Un an et demi après la mise en place des premières cités éducatives, l'Injep s'est intéressé à leurs protocoles d'évaluation. Une étude qui éclaire sur les modes de gouvernance mais aussi sur les actions prioritaires des cités éducatives.

Les cités éducatives ont été lancées à la rentrée 2019 et leur expérimentation doit durer trois ans. Où en sont-elles à mi-parcours ? Dans une note thématique publiée fin février 2021 et intitulée "Analyse des protocoles de suivi et d’évaluation des 'cités éducatives'", l'Injep (Institut national de la jeunesse et de l'éducation populaire) fait le point à travers un prisme original : l'évaluation des évaluations.

En d'autres termes, l'étude se penche sur les protocoles d'évaluation de 51 des 80 cités éducatives installées depuis l'origine de l'expérimentation. Pour rappel, ces dernières ont été mises en place au sein de quartiers prioritaires politique de la ville pour "intensifier les prises en charges éducatives des enfants et des jeunes, de 0 à 25 ans, avant, pendant, autour et après le cadre scolaire". Elle associent tous les acteurs éducatifs (Éducation nationale, commune et intercommunalité, préfecture, caisse d’allocations familiales, associations, etc.). Pour assurer au mieux leur fonction et rendre compte de leur action, les cités éducatives font l'objet d'une démarche d’évaluation systématique. Évaluation qui est formalisée à travers un protocole prévu par la convention-cadre qui lie l'État et la collectivité porteuse du projet.

Que vise cette démarche d'évaluation ? D’une part à savoir si les actions ont bien été déployées comme prévu et si elles se sont montrées pertinentes et efficaces. D’autre part, à en savoir plus sur les effets de la cité éducative et de sa gouvernance sous l’angle des coopérations et du partenariat, du climat scolaire, des parcours scolaires et de la parentalité.

Gouvernance

En termes de gouvernance de l'évaluation, l'Injep distingue plusieurs types d'organisation. D'une part, un modèle majoritaire s'appuyant sur "un pilotage partagé, assuré par un comité d’évaluation spécifique ou via l’association du Copil de la cité éducative à un comité technique". Le second modèle, qui concerne environ un tiers des cités éducatives, consiste en un "pilotage resserré, assuré par le Copil ou le chef de projet de la cité éducative, éventuellement associé à un prestataire". Parmi les autres modèles de gouvernance de l'évaluation, on trouve encore la "consultation transversale qui repose avant tout sur une mobilisation des usagers à grande échelle" ou la "consultation en grappe qui repose avant tout sur des groupes thématiques".
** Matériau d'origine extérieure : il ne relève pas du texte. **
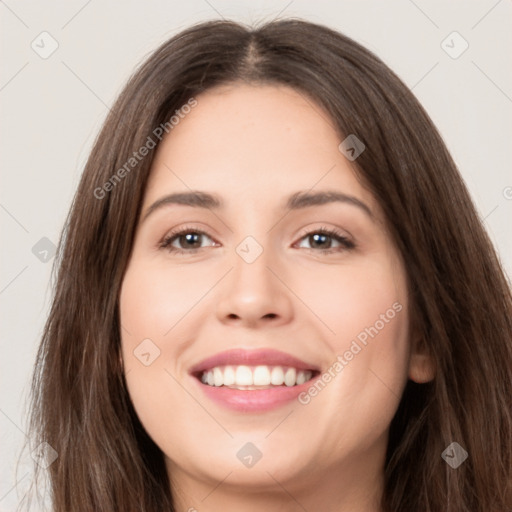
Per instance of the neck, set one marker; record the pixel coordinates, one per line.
(355, 487)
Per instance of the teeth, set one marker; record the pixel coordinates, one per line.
(247, 377)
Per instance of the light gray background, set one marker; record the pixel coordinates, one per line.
(53, 108)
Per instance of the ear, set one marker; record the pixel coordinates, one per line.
(422, 367)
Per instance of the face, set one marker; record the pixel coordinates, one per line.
(272, 280)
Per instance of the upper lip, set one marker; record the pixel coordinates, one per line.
(268, 357)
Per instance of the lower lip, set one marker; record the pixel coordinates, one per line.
(253, 400)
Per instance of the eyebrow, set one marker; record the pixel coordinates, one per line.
(297, 201)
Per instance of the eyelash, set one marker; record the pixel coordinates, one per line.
(333, 233)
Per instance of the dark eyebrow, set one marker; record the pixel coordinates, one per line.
(306, 199)
(296, 201)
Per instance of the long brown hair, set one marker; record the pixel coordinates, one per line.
(461, 305)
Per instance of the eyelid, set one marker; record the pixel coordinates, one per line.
(345, 240)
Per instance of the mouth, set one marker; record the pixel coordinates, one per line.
(254, 377)
(253, 381)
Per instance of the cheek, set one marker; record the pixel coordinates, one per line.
(154, 298)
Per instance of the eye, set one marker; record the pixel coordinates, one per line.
(322, 240)
(188, 240)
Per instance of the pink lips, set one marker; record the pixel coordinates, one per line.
(256, 400)
(267, 357)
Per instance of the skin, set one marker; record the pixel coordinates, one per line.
(253, 147)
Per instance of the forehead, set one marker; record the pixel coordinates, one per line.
(258, 142)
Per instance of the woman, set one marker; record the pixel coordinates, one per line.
(274, 293)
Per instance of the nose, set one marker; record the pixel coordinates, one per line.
(255, 294)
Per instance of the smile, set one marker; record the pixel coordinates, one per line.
(253, 381)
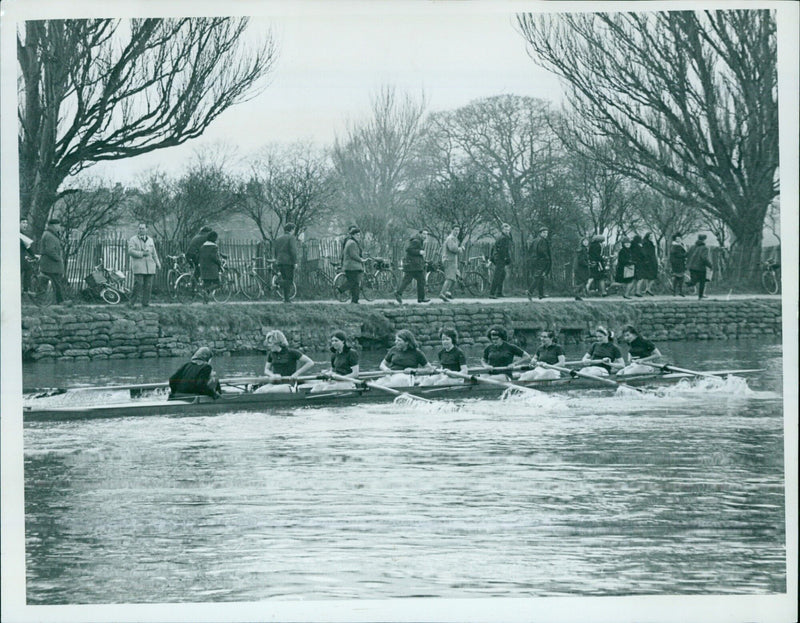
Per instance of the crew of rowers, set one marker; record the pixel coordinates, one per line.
(405, 364)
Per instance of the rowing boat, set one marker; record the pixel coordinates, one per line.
(302, 396)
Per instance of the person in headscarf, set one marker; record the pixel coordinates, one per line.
(195, 377)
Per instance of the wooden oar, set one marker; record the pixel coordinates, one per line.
(488, 381)
(586, 375)
(383, 388)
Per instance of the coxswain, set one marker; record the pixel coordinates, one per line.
(196, 377)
L'Injep souligne que "les cités éducatives dans leur majorité ont donc fait l’effort (à des degrés différents) de garantir un certain pluralisme dans les instances". Celles-ci se sont également outillées en recourant à des observatoires de la réussite éducative qu'elles ont, soit constitués au niveau local, soit intégrés quand ils existaient au niveau départemental voire régional. Les centres de ressources de la politique de la ville (CRPV), des cabinets d’études ou des centres de recherche ont par ailleurs pu être mobilisés. La note émet toutefois bémol : "À la lecture des protocoles, on observe un besoin de mieux structurer l’articulation entre les instances et d’être plus précis dans la définition des rôles, des prérogatives et des relations des différentes parties prenantes de l’évaluation."

Prestataires externes

On notera également à propos de la mise en œuvre de l'évaluation que "globalement, […] les cités éducatives qui ont le plus de moyens et qui touchent le plus de jeunes sont celles qui ont les protocoles les plus aboutis". Ou encore que "la taille de la cité est un facteur déterminant dans la mobilisation de prestataires externes". Ce recours à un prestataire externe s'observe dans les cités de taille moyenne ou grande et s’explique par des besoins importants en matière d’accompagnement du fait du nombre de jeunes concernés, et par un budget plus conséquent.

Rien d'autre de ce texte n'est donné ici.